More than 50 councils across the state - including all councils in central Victoria - have signed up to the Municipal Association of Victoria's Human Resource Sharing Database.
The database helps councils connect with the Alpine, East Gippsland, and Towong councils, who need additional staff and equipment to manage the emergency fire situation.
The City of Greater Bendigo had six staff members help in the north-east of the state in a range of tasks, including recovery management, emergency resource officers, animal care, and general communication.
"Local governments have a significant role in emergency situations," City of Greater Bendigo resilient communities coordinator Frances Ford said.
"It's great to see the level of cooperation and support between councils. It's also a good learning opportunity for our staff, who can come back and know what to do if a similar situation happens here."
Two emergency management staff from the Macedon Ranges Shire were also sent to the Towong Shire to help with the relief efforts.
"We know how devastating bushfires can be to a region," Macedon Ranges Shire Acting Mayor Mandi Mees said.
"We want to help in whatever way we can to assist our fellow councils to help their communities following these terrible fires."
The Mount Alexander Shire also provided assistance to crews in Victoria's north-east.
Five council officers have been deployed to the fire grounds, with two sent to the Rural City of Wangaratta to help with animal management at the Wangaratta Saleyards.
Another three officers were deployed to the Towong Shire to help with Incident Control Centres in Wodonga and Tallangatta.
"If further support is requested through the resource sharing network, we will assess our capacity to deploy more officers to local government areas that need additional support with their relief and recovery efforts," Mount Alexander Shire chief executive Darren Fuzzard said.
Loddon Shire interim chief executive Allan Bawden said the shire had one staff member provide emergency management software training and assistance to East Gippsland.
"We at the Loddon Shire let our staff know that we were happy to release staff to assist," Mr Bawden said. "Any staff who were interested in doing secondment could register and then it was just a matching process.
"Councils really support each other in these circumstances. There is a huge response and many offers of help.
"So far we've only had the one request, but we've had lots of other staff offer to give relief.
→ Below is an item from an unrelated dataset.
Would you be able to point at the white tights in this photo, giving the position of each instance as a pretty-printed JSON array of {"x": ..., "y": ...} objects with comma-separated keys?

It's really up to the council that is impacted to identify what they need."
Both the Campaspe Shire and the Central Goldfields Shire said they were ready to provide assistance when needed.
"While some initial discussions have taken place with fire-affected councils, a formal request for assistance has not been submitted at this stage," Campaspe Shire's economic and community development general manager Keith Oberin said.
Central Goldfields acting chief executive Rebecca Stockfeld said a number of staff had registered to the MAV database.
"Council is supporting the training of staff at councils affected by the bushfires in emergency management recovery and responses systems," Ms Stockfield said.
"The type of support and assistance provided by Council will depend on the requests that come in from the affected councils."